We should be honest with our art. This frankness, springing from the assurance born out of solid taleem, pays its dividend because this way we can win the confidence of the audience. Since we do not get the erudite audiences of yore, we have to cultivate and educate our listeners all at once. But it is also true that path-breaking musicians like Kumar Gandharva or Kishori Amonkar have mesmerised one and all with their sheer conviction and inimitable style.
It’s a fact that a musician’s total personality gets involved with his music. An organised person is bound to present his art in an uncomplicated, structured manner while an eccentric’s music remains unpredictable like his personality. A sense of proportion makes or breaks every thing in life. Music is no different. I try to be organised in every sphere of life. I balance my career with my duties as a wife and the mother of a grown-up son. Earlier I had to balance my academics with my music. My mother encouraged me not only to learn music but also to study hard. Despite the house being filled with music and despite my natural attraction towards what was going on musically,I did my masters in music besides learning Marathi and English literature as major subjects up to graduation. I also acquired a ‘Sangeet Visharad’ from Gandharva Mahavidyalaya.
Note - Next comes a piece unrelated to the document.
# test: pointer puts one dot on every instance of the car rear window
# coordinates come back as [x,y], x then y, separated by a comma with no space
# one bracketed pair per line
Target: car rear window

Do degrees help a performing artist?
Yes and no. ‘Yes’ because they give you the power of education, knowledge of scriptures or sastra, clarity of thinking and economic independence. And ‘No’ because musicianship is an ongoing process that demands constant learning and regular practice. Sastra has a very strange relationship with music. In languages, we listen, read and apply, but music is described as ‘karant vidya’ or practical application-based knowledge. I feel we must get closer to the scriptures as well. The times have changed. We have numerous ways to learn and discuss. Even guru-s are liberal and encourage questions. This was unimaginable earlier. So, we must fly, but only after constructing a solid foundation.
There was a time when the canvas of my khayal was small, but apart from my father’s guidance, I was singularly lucky to have learnt from Ustad Gulab Bhai Jasdanwala, an erudite disciple of Ustad Alladiya Khan and his son Manji Khan. He was respected among musicians for his enviable collection of traditional bandishes. He gave me extensive taleem for twelve years and, gradually, each raga started sparkling like a well-cut diamond in the light of dissimilar angles shown by different bandishes. It became evident that every raga is unique because of the place and timing of its notes. Rhythm and tempo play the most important part in raga elaboration.
Ustad Azim Khan, grandson of Ustad Alladiya Khan and son of Bhurji Khan, guides me still. This way, I have become connected with all the greats of the gharana. Gradually I learnt to take risks while experimenting with melodic phrases, rhythmic patterns and ornamentation of raga-s. All this, and life’s experiences keep widening the horizon of mymusic.
Any favourite musician?
Begum Akhtar’s emotive style tugs at my heart. Kesarbai Kerkar’s pure aakar is venerable. And I admire Kishori Amonkar for her ability to completely immerse herself in melody. I personally opt to root myself in the grounds of purity, though purity is a relative term. The treatment of raga-s differs from gharana to gharana! But once the gharana’s name and raga are mentioned, I must stay committed to that style and its specific version of the raga.